The mechanism by which OO supplementation attenuates CAP-induced vascular effects was not investigated in this study. It is possible that OO supplementation increases the bioavailability of plasma nitrites/nitrates, which in turn improves endothelial function (Moreno-Luna et al. 2012). In the present study, OO supplementation appeared to blunt the CAP-induced reduction in FMD, consistent with an effect of OO on the bioavailability of NO. Another function of OO is to promote anti-inflammatory effects in the vasculature. It has been shown that oleic acid, a principal bioactive component of OO, inhibits endothelial activation by suppressing inflammatory responses in vitro (Carluccio et al. 1999). It is also possible that OO supplementation increases resistance of HDL (high-density lipoprotein) and LDL (low-density lipoprotein) to oxidation (Moreno et al. 2003; Solà et al. 1997) induced by CAP exposure.

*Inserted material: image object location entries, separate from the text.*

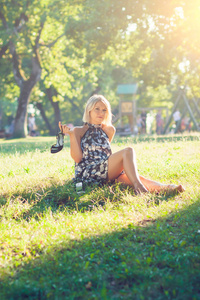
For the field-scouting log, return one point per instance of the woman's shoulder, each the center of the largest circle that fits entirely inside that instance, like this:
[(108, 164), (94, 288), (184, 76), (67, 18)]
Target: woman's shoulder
[(80, 130), (109, 130)]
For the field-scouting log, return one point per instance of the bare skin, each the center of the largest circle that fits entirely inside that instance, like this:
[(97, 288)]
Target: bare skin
[(123, 160)]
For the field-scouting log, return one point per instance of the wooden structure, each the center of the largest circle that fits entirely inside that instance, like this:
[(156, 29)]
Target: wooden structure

In order to avoid potential variations in FA equilibrium times and particle washout periods, this study did not use a standard crossover design involving a randomized exposure to air and CAP. In addition, conclusions derived from the small number of participants included in the study may not be applicable to the population as a whole. Furthermore, the modest sample size and the number of secondary end points measured, which could inflate the significance of the findings, are additional statistical limitations. In spite of these limitations, as the first controlled exposure study of this type, the present study reports statistically significant differences between the response to CAPs and filtered air under each of the three dietary regimens for several important outcomes. These findings provide the basis for a future cohort study focusing on between-group comparisons in order to confirm and further evaluate OO supplementation as a protective intervention against the adverse health effects of PM inhalation.

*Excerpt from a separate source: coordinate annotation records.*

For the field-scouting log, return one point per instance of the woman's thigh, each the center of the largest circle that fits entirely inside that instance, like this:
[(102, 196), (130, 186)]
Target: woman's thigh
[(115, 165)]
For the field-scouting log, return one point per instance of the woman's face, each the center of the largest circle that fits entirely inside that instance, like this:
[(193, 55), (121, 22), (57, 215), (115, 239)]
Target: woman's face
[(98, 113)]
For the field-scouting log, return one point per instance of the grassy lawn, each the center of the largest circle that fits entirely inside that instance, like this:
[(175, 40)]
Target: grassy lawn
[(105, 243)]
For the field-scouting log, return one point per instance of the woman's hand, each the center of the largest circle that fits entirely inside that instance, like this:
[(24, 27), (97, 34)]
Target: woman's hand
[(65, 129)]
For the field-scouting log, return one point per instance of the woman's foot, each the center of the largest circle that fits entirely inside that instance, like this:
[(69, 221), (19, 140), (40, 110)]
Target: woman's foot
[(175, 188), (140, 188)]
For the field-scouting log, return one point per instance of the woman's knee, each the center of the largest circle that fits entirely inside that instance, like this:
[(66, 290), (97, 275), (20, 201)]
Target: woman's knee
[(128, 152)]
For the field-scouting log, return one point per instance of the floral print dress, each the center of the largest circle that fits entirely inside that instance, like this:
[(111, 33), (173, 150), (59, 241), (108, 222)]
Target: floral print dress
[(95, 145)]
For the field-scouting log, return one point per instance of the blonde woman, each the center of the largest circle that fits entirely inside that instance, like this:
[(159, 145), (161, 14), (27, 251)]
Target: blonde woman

In this study we observed that a 2-hr exposure to CAP impaired vascular endothelial function for up to 20 hr, and that dietary supplementation with OO, but not FO, attenuated the FMD reduction induced by CAP exposure. Further, supplementation with OO seemed to alter blood markers associated with fibrinolysis and vasoconstriction in PM-exposed human volunteers. These data, therefore, suggest that OO supplementation should be further examined as a possible intervention to protect against the adverse vascular effects of air pollution exposure.